Negotiating with Rogers for a Lower Telephone Bill

Crucial business tool (though I want an iPhone too)

I’m with Rogers and yes, yes, we all know the Big Three are varying shades of evil depending on what day ends in “y.” Unfortunately there isn’t a lot of competition in Canada when it comes to phones and we pay one of the highest rates in the world. That means there isn’t a lot of leeway on phone plans but sometimes you can cut your bill.

Once a year I look at my phone usage. I should do it more often but at least I look at it. I have a Blackberry so this involves looking at my data usage and my text usage. Here’s what I found out:

I used an average of 35 per cent of my data. That’s 35 per cent of 500 MB.

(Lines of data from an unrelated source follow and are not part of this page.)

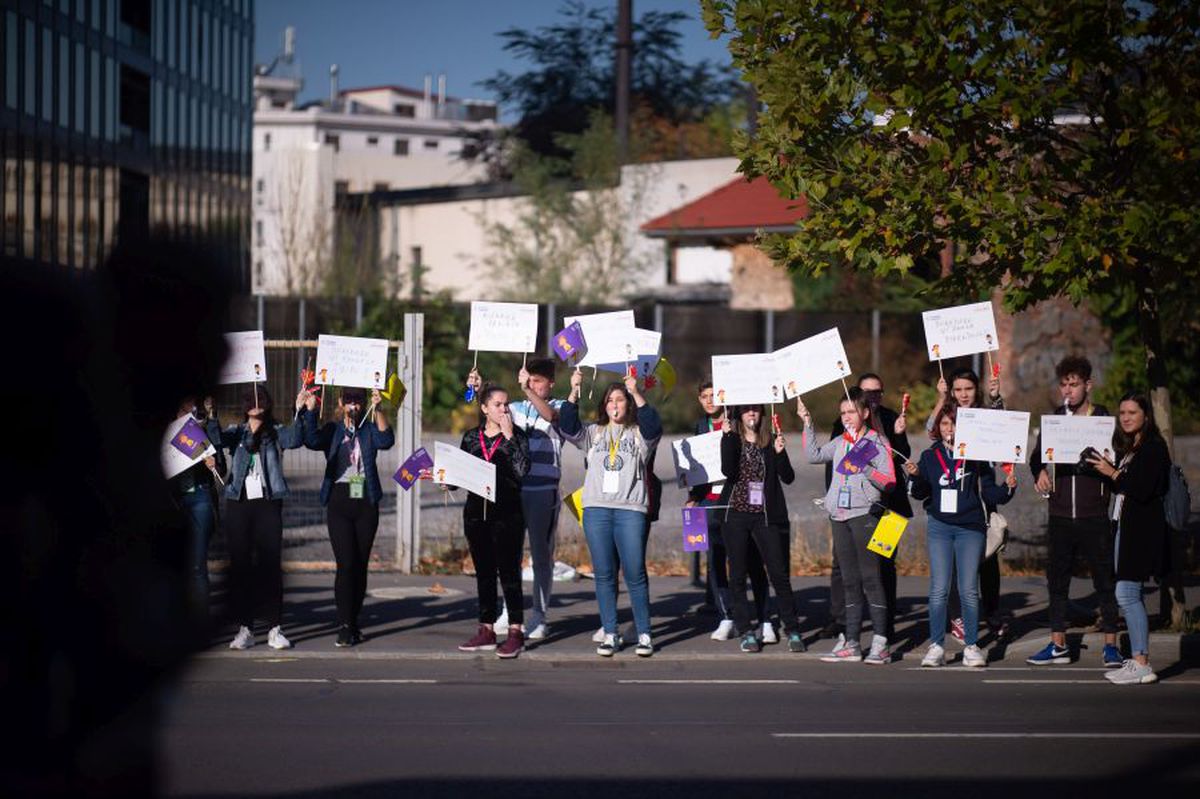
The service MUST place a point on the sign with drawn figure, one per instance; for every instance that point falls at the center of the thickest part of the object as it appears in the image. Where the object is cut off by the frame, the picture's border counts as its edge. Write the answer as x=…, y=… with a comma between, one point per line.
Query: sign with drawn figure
x=1063, y=438
x=995, y=436
x=611, y=337
x=811, y=362
x=503, y=326
x=173, y=460
x=745, y=379
x=454, y=467
x=647, y=344
x=697, y=460
x=246, y=361
x=352, y=361
x=961, y=330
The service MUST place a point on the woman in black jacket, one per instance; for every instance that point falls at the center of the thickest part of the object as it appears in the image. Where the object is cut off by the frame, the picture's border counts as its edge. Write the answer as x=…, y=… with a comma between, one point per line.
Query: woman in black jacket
x=755, y=464
x=1139, y=485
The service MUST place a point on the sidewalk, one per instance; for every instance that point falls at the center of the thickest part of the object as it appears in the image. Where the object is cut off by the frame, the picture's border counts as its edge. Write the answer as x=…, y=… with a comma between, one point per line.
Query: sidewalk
x=421, y=617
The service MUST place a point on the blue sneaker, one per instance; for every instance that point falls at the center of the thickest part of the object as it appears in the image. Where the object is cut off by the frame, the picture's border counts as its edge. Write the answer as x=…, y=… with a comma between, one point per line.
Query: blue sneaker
x=1050, y=654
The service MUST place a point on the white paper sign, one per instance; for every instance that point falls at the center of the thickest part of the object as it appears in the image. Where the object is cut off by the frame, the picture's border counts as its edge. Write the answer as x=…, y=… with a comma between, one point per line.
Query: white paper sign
x=454, y=467
x=995, y=436
x=647, y=346
x=745, y=379
x=961, y=330
x=611, y=337
x=811, y=362
x=246, y=361
x=352, y=361
x=503, y=326
x=699, y=460
x=1063, y=438
x=173, y=461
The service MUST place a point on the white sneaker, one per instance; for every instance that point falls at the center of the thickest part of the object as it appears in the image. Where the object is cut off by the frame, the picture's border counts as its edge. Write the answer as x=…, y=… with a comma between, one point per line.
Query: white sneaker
x=973, y=658
x=276, y=640
x=244, y=640
x=724, y=630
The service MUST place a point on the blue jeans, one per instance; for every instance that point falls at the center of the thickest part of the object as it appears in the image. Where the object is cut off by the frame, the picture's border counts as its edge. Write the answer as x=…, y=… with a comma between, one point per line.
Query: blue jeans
x=949, y=546
x=201, y=522
x=612, y=533
x=1134, y=611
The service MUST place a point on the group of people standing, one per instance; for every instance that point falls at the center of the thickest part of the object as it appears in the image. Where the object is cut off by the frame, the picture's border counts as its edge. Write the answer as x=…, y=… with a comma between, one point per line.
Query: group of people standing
x=1108, y=509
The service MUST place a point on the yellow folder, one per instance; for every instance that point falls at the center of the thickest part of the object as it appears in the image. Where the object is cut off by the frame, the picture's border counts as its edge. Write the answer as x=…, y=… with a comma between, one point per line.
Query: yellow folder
x=887, y=534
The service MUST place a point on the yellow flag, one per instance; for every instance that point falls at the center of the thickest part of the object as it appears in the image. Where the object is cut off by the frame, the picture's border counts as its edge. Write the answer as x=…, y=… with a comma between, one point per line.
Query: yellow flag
x=887, y=534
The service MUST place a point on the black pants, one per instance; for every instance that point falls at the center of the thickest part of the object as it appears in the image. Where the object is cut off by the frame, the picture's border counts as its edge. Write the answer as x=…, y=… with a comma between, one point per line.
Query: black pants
x=1093, y=538
x=738, y=529
x=496, y=546
x=255, y=535
x=887, y=575
x=352, y=529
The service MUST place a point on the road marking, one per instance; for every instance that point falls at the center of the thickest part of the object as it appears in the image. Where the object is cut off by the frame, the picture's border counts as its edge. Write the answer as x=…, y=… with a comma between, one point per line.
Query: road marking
x=707, y=682
x=1039, y=736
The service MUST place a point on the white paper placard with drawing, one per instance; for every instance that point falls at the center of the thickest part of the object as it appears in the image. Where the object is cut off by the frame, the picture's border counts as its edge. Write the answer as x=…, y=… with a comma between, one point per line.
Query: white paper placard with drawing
x=995, y=436
x=503, y=326
x=611, y=337
x=1063, y=438
x=697, y=460
x=961, y=330
x=811, y=362
x=745, y=379
x=352, y=361
x=454, y=467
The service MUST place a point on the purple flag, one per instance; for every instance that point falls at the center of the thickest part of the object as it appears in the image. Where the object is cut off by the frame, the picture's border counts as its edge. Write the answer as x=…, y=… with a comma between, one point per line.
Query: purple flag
x=695, y=529
x=858, y=457
x=411, y=469
x=191, y=439
x=569, y=342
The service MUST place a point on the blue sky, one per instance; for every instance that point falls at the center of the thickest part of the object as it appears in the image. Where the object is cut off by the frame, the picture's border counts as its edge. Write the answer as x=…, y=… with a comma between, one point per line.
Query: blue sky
x=382, y=42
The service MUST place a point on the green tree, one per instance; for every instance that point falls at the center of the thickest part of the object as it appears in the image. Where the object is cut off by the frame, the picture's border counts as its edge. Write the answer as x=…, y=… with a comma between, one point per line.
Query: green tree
x=1056, y=144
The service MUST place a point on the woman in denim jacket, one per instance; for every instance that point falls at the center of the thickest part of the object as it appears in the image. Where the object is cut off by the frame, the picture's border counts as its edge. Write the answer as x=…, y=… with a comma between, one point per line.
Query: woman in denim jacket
x=255, y=512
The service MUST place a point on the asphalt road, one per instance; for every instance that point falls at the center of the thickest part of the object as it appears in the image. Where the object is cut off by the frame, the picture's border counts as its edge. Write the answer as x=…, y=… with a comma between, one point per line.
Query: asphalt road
x=790, y=726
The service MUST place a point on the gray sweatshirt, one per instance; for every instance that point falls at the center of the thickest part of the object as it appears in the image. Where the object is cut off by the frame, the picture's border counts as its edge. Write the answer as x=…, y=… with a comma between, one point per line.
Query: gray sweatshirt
x=865, y=487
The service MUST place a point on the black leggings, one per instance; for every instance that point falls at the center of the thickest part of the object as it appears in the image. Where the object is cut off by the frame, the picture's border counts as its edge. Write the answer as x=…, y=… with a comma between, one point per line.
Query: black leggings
x=255, y=536
x=496, y=547
x=352, y=529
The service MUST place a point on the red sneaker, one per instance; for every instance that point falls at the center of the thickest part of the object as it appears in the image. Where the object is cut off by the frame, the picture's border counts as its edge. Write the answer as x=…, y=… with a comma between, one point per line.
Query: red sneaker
x=514, y=644
x=484, y=640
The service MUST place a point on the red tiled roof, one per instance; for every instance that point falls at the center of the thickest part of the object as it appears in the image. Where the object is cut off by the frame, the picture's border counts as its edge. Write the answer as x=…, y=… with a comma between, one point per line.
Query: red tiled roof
x=736, y=206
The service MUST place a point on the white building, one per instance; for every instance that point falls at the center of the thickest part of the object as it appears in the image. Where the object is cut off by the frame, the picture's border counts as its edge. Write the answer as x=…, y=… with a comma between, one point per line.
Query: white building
x=376, y=138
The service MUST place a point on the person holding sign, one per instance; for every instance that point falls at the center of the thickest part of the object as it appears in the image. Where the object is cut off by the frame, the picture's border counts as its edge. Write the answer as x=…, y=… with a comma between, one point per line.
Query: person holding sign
x=496, y=528
x=958, y=496
x=1079, y=523
x=196, y=492
x=864, y=473
x=351, y=492
x=255, y=512
x=619, y=450
x=756, y=466
x=1139, y=481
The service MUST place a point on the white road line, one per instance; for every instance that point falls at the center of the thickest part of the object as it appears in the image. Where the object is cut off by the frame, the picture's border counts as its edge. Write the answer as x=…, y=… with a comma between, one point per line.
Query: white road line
x=707, y=682
x=1038, y=736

I also used maybe 10 per cent of my text allowance. I have 2,500 allowed texts per month.

I barely use my long distance and don’t use up my daytime minutes.

Yet I was paying for all of that with a monthly average of $100. Ouch. So I call Rogers and explain my findings to the customer service rep and ask if she can do something about this in a way that will benefit me, aka, make me happy. She gives me nothing. I ask to be put to customer retention and she immediately tells me that she can’t do that as that is only for people who are looking to cancel their contracts.

“I’m perfectly happy to consider that,” I tell her happily and politely. I get put on hold and am connected to the customer retention rep. Once again I explain my situation – don’t use all my data, don’t use all my text, don’t use this, don’t use that, don’t want to pay for it, etc. etc. Can you do something about it, please? – and then I point out that a competitor has this deal that gives me what I want for about $40 less.

We talk and by the end of it I ended up reducing my monthly phone and internet costs from an average of $147 to $102.

So how was it done?


I looked at what I was paying versus what I was using. Then I noted how I use my phone: mostly for email, texting, Twitter and Blackberry Messenger.


Once I knew how I was using my phone I looked at the available plans, found a few that I liked and had them open on my laptop when I made the call.


I was willing to cancel my contract, pay the fines and switch. It would have been an initial outlay but it was one I was willing to make.


I’ve never found customer service useful when trying to change my plan. Knowing I was willing to cancel, I immediately asked to be put through to retention after customer service couldn’t help.


Seriously. I was nice and polite to the customer retention rep even though my first instinct is to be hostile. It was a great experience for both of us and I even left a message with his manager commending his service at the end of the call. On a side note, I don’t think that affected my new plan since I mentioned it to the customer retention rep. after I got the new plan.

So with that I’ll be saving an average of $490 a year. Not too bad.

One of these days I’ll tell you how I got out of paying $400  in fees to Bell thanks to an apartment building.